In testing, quicksort was of course the fastest, mergesort next and heapsort last. Though I wrote selection and bubble as they have their own uses, I didn't even consider \Omega(N^2) algorithms for speed testing. Just as a reminder before we look at the results here's the boundaries and properties for each:

- Quick Sort
- O(N^2)
- \Omega(Nlog(N))
- In place, not stable

- Merge Sort
- \Theta(Nlog(N))
- Not in place, stable

- Heap Sort
- \Theta(Nlog(N))
- In place, not stable

But, lets talk some real numbers. I did two tests, one with 10000000 element sort run 100 times, and one with 100 element sort run 10000000 times. I'll call the first "large" sorts, and the second "small". I did a little more testing to confirm that the results are relatively stable within those intuitive categories.

- Quick Sort:
- Merge Sort
- Large test: 16% slower
- Small test: 9% slower

- Heap sort
- Large test: 122% slower
- Small test: 19% slower

Okay, so these were basically the results we all expected right? There are a couple of interesting details though.

First, because it just jumps out at you, what the heck is with heapsort? It certainly does more operations than the other two, but that wouldn't account for the difference between small and large. My guess is that as the heap spreads out basically every lookup in the array is a cache-miss, this is what bheap was attempting to improve for a normal heap algorithm, but the constant factors came out even worse.

Now, lets talk about the two algorithms who's speed don't immediatly knock them out of the running. Their are two commonly cited reasons for using Quick Sort over Merge Sort. The first is that it's in place... I did some further testing and on my machine (a modern linux distro), and with a clean heap, doing the allocation for merge sort only adds another 1% overhead for both small and large cases. Admittedly since we alloc and free the same size over and over again we're using malloc like a slab allocator, but then that's also the point... allocation speed can be worked around. The second reason is that quicksort has slightly better constant factors. Here I've shown that slightly means ~9-16%. If moves were expensive this might go up a little, but if moves are that expensive you probably shouldn't be directly sorting the data anyway.
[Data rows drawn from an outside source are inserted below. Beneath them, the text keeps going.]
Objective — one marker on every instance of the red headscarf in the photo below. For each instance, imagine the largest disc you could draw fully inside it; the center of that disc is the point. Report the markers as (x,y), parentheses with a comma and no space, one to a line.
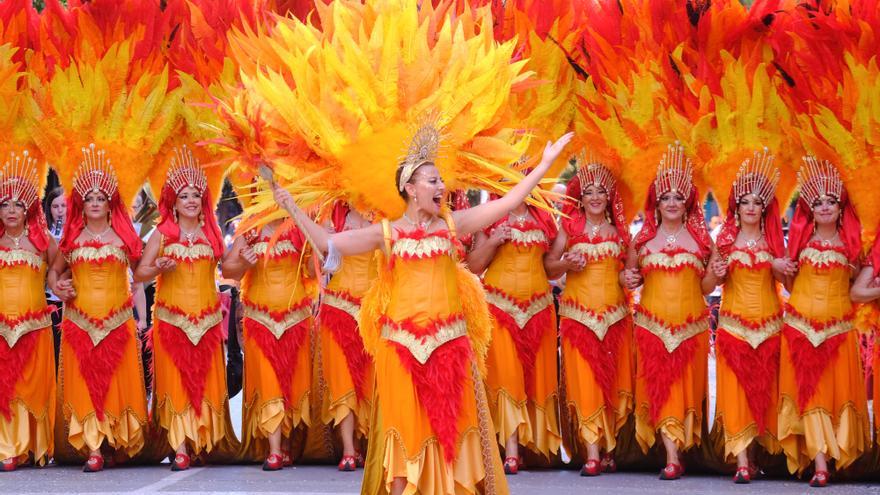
(576,220)
(801,229)
(772,228)
(696,224)
(171,230)
(35,220)
(120,222)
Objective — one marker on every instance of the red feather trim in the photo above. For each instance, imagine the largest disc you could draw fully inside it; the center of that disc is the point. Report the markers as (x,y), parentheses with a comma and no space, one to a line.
(97,364)
(526,339)
(601,355)
(439,384)
(281,353)
(193,362)
(809,362)
(756,370)
(660,368)
(14,359)
(345,332)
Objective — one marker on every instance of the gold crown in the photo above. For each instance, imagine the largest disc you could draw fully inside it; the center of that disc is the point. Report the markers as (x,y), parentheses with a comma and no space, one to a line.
(424,147)
(18,179)
(592,172)
(757,176)
(95,174)
(675,172)
(185,171)
(818,178)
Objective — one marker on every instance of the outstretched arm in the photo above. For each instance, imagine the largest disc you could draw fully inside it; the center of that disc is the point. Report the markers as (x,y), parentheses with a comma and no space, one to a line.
(481,216)
(347,243)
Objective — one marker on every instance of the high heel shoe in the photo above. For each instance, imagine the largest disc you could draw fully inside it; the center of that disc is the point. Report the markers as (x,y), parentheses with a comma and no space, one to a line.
(593,467)
(181,462)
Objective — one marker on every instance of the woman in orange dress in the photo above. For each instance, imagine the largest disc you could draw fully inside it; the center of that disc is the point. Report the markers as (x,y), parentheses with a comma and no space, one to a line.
(521,364)
(747,340)
(100,372)
(822,405)
(27,386)
(595,321)
(272,264)
(190,401)
(346,368)
(425,323)
(671,257)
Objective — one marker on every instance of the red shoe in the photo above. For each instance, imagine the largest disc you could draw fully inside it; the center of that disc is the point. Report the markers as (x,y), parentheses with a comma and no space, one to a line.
(592,467)
(10,464)
(608,464)
(672,471)
(273,463)
(348,463)
(181,462)
(511,465)
(94,464)
(742,476)
(819,479)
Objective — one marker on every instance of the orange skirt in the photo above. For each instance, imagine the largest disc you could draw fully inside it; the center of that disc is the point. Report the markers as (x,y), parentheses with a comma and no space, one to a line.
(517,406)
(125,404)
(746,410)
(341,396)
(680,415)
(595,418)
(834,420)
(205,424)
(404,443)
(27,427)
(267,406)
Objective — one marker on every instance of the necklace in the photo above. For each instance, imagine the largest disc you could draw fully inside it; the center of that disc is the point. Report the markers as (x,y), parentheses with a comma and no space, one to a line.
(672,237)
(520,219)
(16,240)
(97,237)
(421,225)
(594,228)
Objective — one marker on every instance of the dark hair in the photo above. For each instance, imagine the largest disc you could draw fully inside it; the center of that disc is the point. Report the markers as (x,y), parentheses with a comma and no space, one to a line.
(47,204)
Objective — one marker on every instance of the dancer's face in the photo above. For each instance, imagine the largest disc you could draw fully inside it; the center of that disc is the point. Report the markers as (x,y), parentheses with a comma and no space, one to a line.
(427,189)
(189,203)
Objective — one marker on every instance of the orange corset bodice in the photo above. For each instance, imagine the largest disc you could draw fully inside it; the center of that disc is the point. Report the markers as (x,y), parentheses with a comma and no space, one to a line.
(100,278)
(275,282)
(22,283)
(355,275)
(518,266)
(750,289)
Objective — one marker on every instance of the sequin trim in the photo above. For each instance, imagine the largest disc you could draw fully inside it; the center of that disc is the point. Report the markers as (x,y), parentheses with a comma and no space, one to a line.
(98,331)
(422,347)
(671,337)
(194,329)
(755,335)
(277,327)
(598,323)
(809,330)
(521,313)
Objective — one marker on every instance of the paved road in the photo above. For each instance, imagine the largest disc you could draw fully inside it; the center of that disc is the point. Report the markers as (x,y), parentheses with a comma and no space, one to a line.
(314,480)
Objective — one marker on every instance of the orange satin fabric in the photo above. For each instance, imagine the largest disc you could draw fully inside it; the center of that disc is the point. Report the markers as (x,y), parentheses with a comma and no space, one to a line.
(750,294)
(518,272)
(191,289)
(354,277)
(29,429)
(835,420)
(102,288)
(674,296)
(275,283)
(597,288)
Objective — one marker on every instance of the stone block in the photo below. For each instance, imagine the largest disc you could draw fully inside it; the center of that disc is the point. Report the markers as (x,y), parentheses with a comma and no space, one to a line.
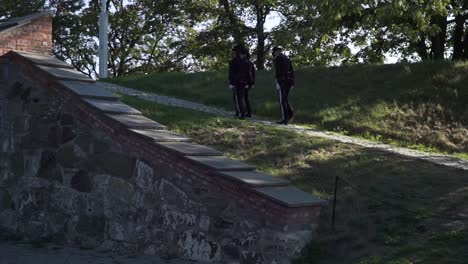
(45,60)
(5,200)
(91,226)
(66,156)
(112,107)
(82,182)
(254,178)
(90,90)
(66,74)
(289,196)
(115,164)
(160,135)
(190,149)
(136,122)
(221,163)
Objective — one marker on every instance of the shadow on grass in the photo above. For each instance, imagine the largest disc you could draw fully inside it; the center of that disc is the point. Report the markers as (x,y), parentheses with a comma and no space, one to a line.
(401,102)
(389,208)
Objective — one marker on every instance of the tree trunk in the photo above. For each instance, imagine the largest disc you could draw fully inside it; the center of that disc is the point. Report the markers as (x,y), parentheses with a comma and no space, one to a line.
(458,37)
(438,41)
(261,13)
(460,19)
(233,22)
(422,48)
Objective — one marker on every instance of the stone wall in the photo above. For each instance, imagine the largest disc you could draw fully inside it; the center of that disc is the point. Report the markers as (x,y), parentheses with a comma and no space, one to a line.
(33,36)
(95,173)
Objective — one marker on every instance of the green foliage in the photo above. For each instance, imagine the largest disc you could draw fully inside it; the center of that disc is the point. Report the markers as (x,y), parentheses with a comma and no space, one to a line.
(17,8)
(154,36)
(420,105)
(399,230)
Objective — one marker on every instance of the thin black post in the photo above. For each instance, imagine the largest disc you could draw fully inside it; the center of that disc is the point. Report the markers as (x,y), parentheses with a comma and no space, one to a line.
(334,203)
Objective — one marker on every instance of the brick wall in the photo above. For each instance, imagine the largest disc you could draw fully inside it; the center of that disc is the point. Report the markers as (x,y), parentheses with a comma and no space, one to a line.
(70,174)
(35,36)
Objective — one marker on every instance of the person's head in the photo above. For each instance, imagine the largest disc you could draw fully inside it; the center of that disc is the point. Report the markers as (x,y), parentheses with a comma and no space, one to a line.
(239,50)
(277,51)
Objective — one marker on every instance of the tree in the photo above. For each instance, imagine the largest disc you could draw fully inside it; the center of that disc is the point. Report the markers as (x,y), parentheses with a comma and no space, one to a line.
(18,8)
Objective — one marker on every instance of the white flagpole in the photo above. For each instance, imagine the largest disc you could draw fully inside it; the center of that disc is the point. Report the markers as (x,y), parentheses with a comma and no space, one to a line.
(103,39)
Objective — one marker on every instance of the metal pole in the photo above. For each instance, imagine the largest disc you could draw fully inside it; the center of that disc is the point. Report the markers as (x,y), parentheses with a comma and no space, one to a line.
(103,40)
(334,203)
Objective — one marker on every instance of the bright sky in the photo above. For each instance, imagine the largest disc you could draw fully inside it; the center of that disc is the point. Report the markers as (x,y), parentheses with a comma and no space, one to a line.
(274,19)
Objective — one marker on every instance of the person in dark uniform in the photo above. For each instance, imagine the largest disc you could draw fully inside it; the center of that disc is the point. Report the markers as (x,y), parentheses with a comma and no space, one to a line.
(240,78)
(284,80)
(248,109)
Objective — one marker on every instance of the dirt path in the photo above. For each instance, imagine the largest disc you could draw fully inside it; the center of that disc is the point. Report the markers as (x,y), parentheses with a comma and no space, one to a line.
(11,253)
(444,160)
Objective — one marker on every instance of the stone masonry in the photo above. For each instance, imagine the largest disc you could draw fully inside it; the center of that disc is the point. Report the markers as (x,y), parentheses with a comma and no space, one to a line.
(79,167)
(30,33)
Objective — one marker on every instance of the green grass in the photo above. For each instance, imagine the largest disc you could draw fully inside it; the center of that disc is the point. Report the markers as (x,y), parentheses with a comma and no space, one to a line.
(397,214)
(420,105)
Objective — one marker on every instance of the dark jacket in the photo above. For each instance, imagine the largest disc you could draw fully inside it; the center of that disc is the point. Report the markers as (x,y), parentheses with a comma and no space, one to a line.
(240,72)
(284,70)
(252,72)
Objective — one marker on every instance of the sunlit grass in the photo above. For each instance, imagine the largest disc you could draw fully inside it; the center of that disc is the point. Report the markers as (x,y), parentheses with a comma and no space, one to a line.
(390,212)
(410,105)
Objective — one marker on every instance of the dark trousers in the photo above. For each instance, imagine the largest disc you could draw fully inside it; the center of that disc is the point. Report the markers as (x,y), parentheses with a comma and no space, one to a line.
(239,99)
(286,109)
(248,109)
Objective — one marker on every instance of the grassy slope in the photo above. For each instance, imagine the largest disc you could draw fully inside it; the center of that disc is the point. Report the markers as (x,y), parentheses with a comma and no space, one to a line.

Now consider that if you use quicksort your sort will sometimes take N^2 time. That's the sort of thing causes stutters every few seconds or minutes in a videogame, a network stack, etc. 10%-15% is below what's often considered "user noticeable" speed
difference (that line usually being drawn around 20%), but they will
almost certainly notice the stutter when it takes 100% longer one time.

Conclusion:

Following the philosophy I keep pushing, Merge Sort is probably a better default sort algorithm to use than Quick Sort. Using modern mallocs like tcmalloc allocation time becomes less relevent even with a "dirty" heap. In highly optimized applications dynamic allocation itself is often avoided (since it can cause occasional delays as well), in such cases worst-case is almost always the most critical factor, and additionally it's worth the effort to set the ram aside so being "in-place" isn't that critical.

Eventually I'd really like to microbenchmark some of the algorithms I've been testing so as to actually measure the near-worst-case operation. For now all I have is practical experience and theoretical bounds with which to demonstrate it to others.

Further work:

I'm currently playing with hashtables as well, continuing the tree comparison testing. Of course the hashtable is much faster than my best tree, but I want to pursue some solutions to the hashtable worst-case problems and see how those fair as well.